In the scalability documentation it states that “depending on the host CPU capabilities, a mediasoup C++ subprocess can typically handle over ~500 consumers in total”. I am curious about how this value was derived and what the options there are for improving single-worker performance.
We recently had upwards of 100 users in a single (audio only) “conference room” and media soup performed admirably well, but we did end up maxing out the CPU of our EC2 instance (c5n.large) as we neared 110 users. If my math is right, 100 users should correspond to 9900 consumers. n*(n-1). Pretty amazing!
I am just wondering what possible options exist to go further here. Sharding the room across routers (and sub-processes) does not appear to give any advantage since as you pipe producers into new routers, you still end up creating the same number of consumers on them.
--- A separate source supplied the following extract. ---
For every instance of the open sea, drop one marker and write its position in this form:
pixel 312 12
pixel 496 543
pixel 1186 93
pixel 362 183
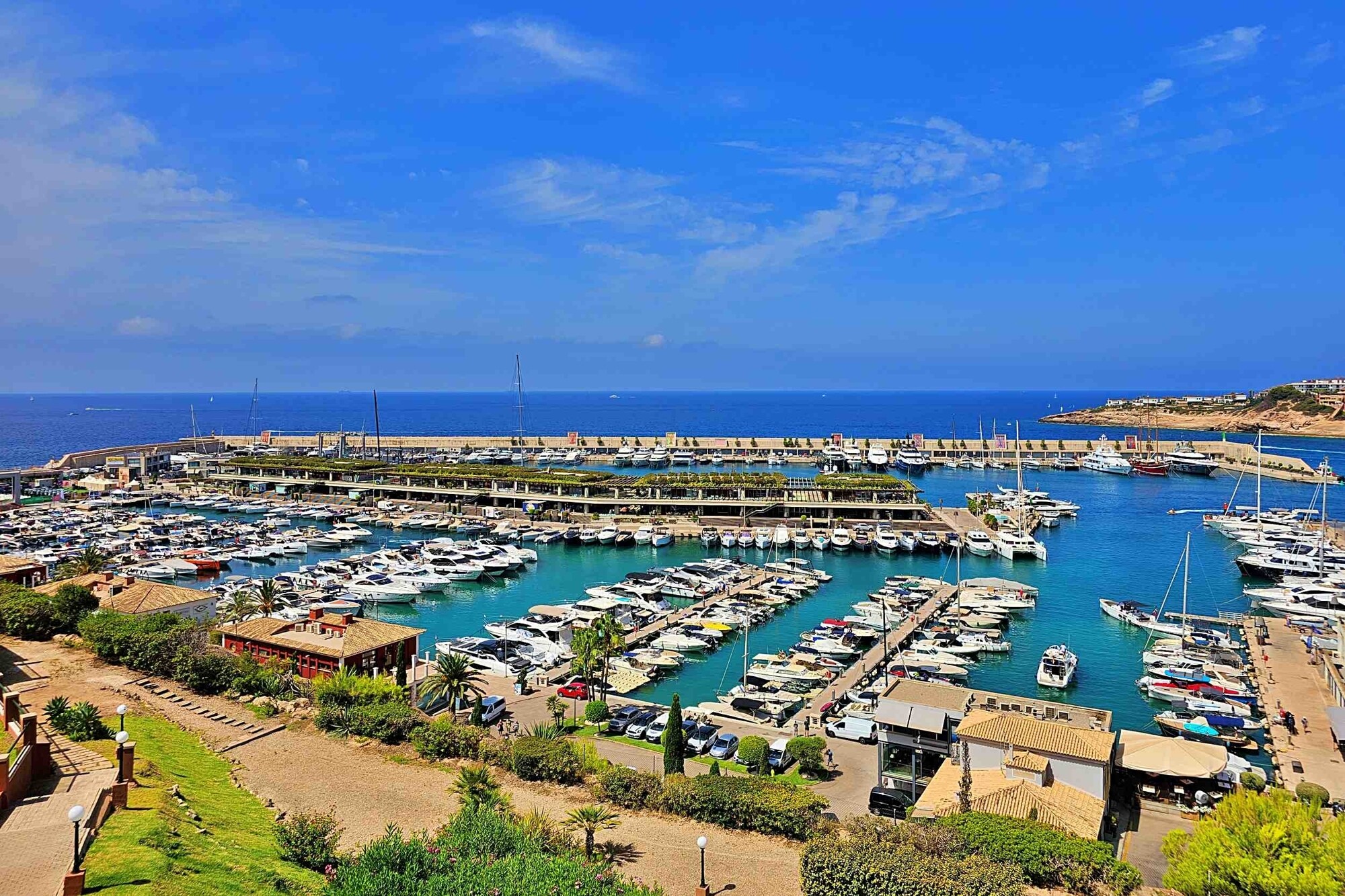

The obvious solution is to throw bigger CPUs at the problem. We could adjust our instances to focus on fewer but more powerful CPU cores.
I am also curious about how the paused state of producers/consumers impacts the CPU cost of them. The vast majority of the participating users were muted, so this may be why we were able to reach such a high number? One option we considered is to actually destroy (or not initially create) all the consumers of a paused (muted) producer, but we are concerned that the user-experience would suffer as there may be too much overhead in re-creating the necessary consumers when they un-mute themselves and some audio could be missed by the peers.
Going forward we are hoping to be able to support up to 200 users in a single room. Do you think this is at all feasible? Is there any further room for optimization in the C++ library itself that we could look into and contribute back to the project? Is there any way to achieve this within the current implementation/architecture that I am possibly missing?